The car and the observer

In the figure, $J$ represents the position of James and $C$ represents the car which moves through a distance of $x$ first from $C$ to $A$ and then from $A$ to $B$ . With $a$ and $b$ represent the angles of rotation of the neck of James.
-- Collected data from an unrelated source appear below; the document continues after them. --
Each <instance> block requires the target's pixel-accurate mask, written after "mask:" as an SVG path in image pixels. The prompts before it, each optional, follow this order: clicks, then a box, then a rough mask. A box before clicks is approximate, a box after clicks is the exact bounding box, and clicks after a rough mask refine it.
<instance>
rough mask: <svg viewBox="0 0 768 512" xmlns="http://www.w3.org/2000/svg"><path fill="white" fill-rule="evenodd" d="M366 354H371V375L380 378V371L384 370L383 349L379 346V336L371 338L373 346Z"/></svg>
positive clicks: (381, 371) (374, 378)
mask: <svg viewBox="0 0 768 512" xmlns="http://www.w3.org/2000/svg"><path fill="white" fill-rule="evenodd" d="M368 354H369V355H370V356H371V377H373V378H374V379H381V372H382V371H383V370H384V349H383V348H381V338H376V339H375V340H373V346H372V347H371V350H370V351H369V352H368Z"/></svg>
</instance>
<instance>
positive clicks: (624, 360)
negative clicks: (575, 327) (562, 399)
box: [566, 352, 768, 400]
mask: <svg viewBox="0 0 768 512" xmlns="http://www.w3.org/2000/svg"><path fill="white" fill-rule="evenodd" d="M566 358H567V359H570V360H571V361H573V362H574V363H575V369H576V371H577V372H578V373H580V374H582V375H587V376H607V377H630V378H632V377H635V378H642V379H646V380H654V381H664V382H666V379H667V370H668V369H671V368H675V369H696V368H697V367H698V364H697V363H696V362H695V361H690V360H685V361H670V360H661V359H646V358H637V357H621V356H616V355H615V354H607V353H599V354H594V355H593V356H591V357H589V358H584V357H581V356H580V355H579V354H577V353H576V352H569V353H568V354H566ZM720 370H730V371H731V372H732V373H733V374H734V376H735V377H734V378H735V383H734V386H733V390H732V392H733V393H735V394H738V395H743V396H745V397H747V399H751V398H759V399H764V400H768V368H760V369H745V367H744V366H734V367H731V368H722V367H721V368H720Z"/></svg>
In triangle $ACJ$ , $\begin{aligned} \sin(a)&=&\frac{AC}{AJ} \\ & =& \frac{x}{AJ} \quad (\text{as } AC=x) \qquad \qquad \tag1 \end{aligned}$

In triangle $ADJ$ , $\sin(b)=\frac{AD}{AJ} \qquad \qquad \tag2$

In triangle $ADB$ , $AD<AB \quad (\text{as }AB \text{ is the hypotenuse})$

or $AD < x\qquad \qquad \tag 3$

as $AB = x$ .

From $(1), (2), (3)$ , we get

$\sin a > \sin b .$

Since $0<a< \frac\pi2$ and $0 < b < \frac\pi2$ , then $\boxed{a>b}$ .

By interpreting the problem statement, we can construct the diagram as shown above, where $x$ and $y$ are positive numbers.

We have $\tan a = \dfrac xy$ and $\tan (a+b) = \dfrac{x+x}y = \dfrac{2x}y$ .

By applying the compound angle formula for tangent, $\tan(M-N) = \dfrac{\tan M - \tan N}{1 + \tan M \tan N }$ , we can determine $\tan b$ ,

$\begin{aligned} \tan b = \tan ((a+b) - a) &=& \dfrac{ \tan (a+b) - \tan a}{1 + \tan(a+b) \tan a} \\ &=& \dfrac{\frac{2x}y - \frac xy }{1 + \frac{2x}y \cdot \frac xy } \\ &=& \dfrac{ \frac xy }{1 + \frac{2x^2}{y^2} } \\ &=& \dfrac{ xy }{2x^2 + y^2 } \\ \end{aligned}$

Since $\tan a = \dfrac xy = \dfrac{xy}{y^2} > \dfrac{xy}{2x^2 + y^2} = \tan b$ , and because $a$ and $b$ are in the interval $\left( 0 ,\frac\pi2 \right)$ , then $\boxed{a > b}$ because the graph $f(z)= \tan z$ is an increasing function in the first quadrant.